News of the $4.2bn McCormick acquisition of Reckitt Benckiser’s food business was the main focus of the papers on a slow day for grocery and retail news. The Financial Times says the deal will help boost McCormick’s net sales to about $5bn a year in 2017 and improve profit margins. The £3.2bn paid by the US owner of Schwartz herbs and spices was significantly higher than the £2.2bn deal the City had been expecting, The Times points out. The Baltimore-based company has been trying to expand globally and last year launched a failed takeover bid for Premier Foods, The Telegraph adds. The deal is set to be completed in the third quarter (The Mail). Lex in The Financial Times says ‘Some like it hot’ as the column takes a look at the McCormick deal for the Reckitt food business. As sentiment has soured in the packaged foods, the takeover will stretch McCormick’s debt to a “pungent” five times cash flow while its revenue will expand by more than a tenth. “Management teams are paid to make bets like the one on buying Reckitt’s food unit,” Lex writes.
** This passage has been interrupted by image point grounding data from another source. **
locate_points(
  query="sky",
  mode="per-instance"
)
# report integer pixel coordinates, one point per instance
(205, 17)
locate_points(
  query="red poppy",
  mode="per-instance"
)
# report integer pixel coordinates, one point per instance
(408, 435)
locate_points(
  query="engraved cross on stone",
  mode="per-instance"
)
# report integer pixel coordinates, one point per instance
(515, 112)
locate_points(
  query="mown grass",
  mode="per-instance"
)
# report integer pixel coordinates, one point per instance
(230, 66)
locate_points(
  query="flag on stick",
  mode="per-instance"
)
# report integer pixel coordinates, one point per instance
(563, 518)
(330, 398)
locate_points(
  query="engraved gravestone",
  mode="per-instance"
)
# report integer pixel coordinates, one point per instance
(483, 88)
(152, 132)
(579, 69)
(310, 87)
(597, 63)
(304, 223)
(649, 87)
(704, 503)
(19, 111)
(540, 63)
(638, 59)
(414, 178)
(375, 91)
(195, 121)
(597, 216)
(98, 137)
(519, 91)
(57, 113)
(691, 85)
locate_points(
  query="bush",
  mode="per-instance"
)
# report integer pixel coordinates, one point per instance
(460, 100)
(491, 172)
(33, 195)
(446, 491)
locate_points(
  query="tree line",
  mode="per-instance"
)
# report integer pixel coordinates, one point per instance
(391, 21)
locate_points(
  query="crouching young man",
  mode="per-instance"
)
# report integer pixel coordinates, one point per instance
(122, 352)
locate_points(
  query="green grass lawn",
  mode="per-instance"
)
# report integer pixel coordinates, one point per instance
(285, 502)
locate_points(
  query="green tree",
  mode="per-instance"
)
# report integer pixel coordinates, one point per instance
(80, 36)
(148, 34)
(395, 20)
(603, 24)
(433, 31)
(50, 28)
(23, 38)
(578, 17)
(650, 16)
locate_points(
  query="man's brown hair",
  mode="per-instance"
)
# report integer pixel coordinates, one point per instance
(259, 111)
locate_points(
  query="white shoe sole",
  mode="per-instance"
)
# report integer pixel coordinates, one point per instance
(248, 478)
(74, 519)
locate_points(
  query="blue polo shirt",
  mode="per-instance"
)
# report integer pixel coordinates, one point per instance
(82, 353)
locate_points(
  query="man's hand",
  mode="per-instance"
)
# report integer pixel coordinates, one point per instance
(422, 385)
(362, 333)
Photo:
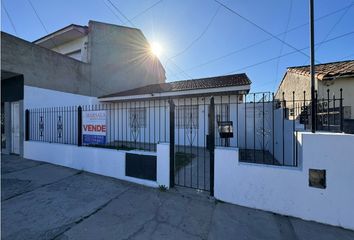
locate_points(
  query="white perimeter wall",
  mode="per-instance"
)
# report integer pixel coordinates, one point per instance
(107, 162)
(286, 190)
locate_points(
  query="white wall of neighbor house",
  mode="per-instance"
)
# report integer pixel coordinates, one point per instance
(106, 162)
(76, 49)
(334, 86)
(35, 97)
(286, 190)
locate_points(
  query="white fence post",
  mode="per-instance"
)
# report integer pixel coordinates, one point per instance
(163, 164)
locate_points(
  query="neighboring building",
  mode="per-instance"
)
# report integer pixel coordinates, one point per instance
(69, 67)
(328, 76)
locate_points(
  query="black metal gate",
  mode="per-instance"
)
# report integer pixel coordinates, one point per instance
(193, 137)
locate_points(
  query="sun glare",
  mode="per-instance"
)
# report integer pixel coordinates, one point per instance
(156, 49)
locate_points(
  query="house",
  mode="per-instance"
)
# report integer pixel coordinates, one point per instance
(330, 78)
(71, 66)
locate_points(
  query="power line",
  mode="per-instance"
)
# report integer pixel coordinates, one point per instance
(261, 28)
(9, 17)
(284, 38)
(267, 39)
(116, 15)
(347, 56)
(39, 19)
(121, 13)
(147, 9)
(200, 35)
(334, 26)
(289, 53)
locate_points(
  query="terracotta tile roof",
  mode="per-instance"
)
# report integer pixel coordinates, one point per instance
(202, 83)
(327, 70)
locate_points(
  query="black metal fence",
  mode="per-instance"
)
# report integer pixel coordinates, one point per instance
(262, 126)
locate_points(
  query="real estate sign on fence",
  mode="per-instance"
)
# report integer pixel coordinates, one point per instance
(94, 127)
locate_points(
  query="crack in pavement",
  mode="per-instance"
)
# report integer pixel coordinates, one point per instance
(99, 208)
(41, 186)
(19, 170)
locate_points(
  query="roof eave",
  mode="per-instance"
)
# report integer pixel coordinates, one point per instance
(182, 93)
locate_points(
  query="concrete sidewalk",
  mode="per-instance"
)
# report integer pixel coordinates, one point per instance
(44, 201)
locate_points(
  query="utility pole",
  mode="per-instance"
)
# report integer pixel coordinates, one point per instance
(312, 67)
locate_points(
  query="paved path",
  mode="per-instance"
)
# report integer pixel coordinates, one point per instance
(44, 201)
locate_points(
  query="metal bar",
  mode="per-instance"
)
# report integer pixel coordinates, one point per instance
(27, 124)
(254, 127)
(312, 64)
(341, 109)
(294, 128)
(212, 143)
(273, 127)
(79, 126)
(328, 110)
(283, 125)
(263, 131)
(172, 144)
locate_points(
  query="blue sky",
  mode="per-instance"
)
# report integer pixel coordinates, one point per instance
(201, 32)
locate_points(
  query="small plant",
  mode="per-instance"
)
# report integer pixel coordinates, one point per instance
(162, 188)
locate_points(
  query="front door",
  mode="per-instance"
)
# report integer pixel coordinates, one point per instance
(15, 127)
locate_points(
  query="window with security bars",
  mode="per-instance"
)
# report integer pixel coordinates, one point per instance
(137, 117)
(222, 112)
(187, 117)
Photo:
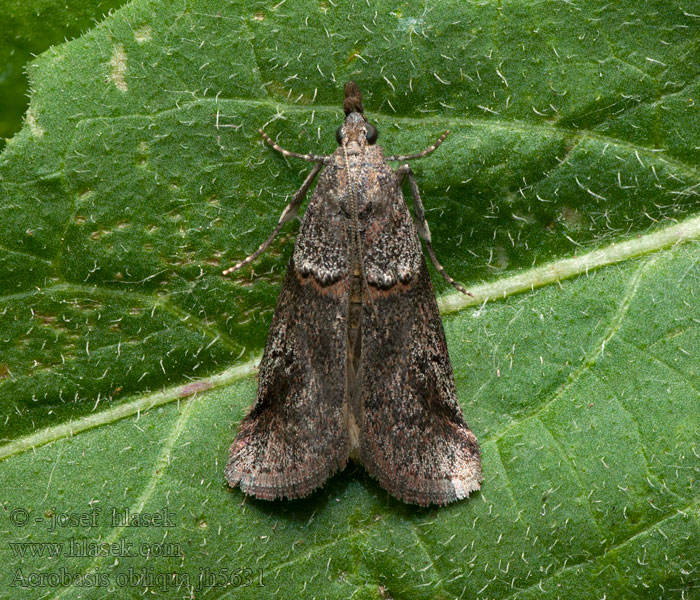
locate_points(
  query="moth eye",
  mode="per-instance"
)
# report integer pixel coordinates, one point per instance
(371, 133)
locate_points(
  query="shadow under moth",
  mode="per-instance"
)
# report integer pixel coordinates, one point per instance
(356, 364)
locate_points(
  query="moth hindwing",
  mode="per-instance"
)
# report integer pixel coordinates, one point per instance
(356, 362)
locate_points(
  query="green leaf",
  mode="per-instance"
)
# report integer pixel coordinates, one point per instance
(566, 198)
(27, 29)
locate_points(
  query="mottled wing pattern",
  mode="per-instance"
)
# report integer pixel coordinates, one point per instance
(414, 439)
(295, 435)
GlaxoSmithKline has unveiled plans to sell its Horlicks brand in the UK, shut the Slough plant where the malt drink is made and abandon a proposed £350m biopharmaceutical manufacturing plant in Cumbria (The Guardian). The restructuring will lead to more than 300 redundancies at the pharma giant over the next four years, The Telegraph writes. It is the first major move by chief executive Emma Walmsley, who succeeded Sir Andrew Witty in April and is shifting the group’s focus from consumer products to growing its drugs pipeline. GSK also intends to sell its healthcare brand MaxiNutrition, as well as explore options to offload other small nutrition brands.
The Telegraph picks up on the trading update at Hotel Chocolat, writing sales at the premium chocolatier have broken through the £100m mark for the first time as its ‘Ice Cream of the Gods’ boosted the business during the recent heatwave.
British American Tobacco has come under fire from health campaigners after shareholders approved its buyout of American firm Reynolds on Wednesday to create the world’s biggest tobacco company (The Guardian).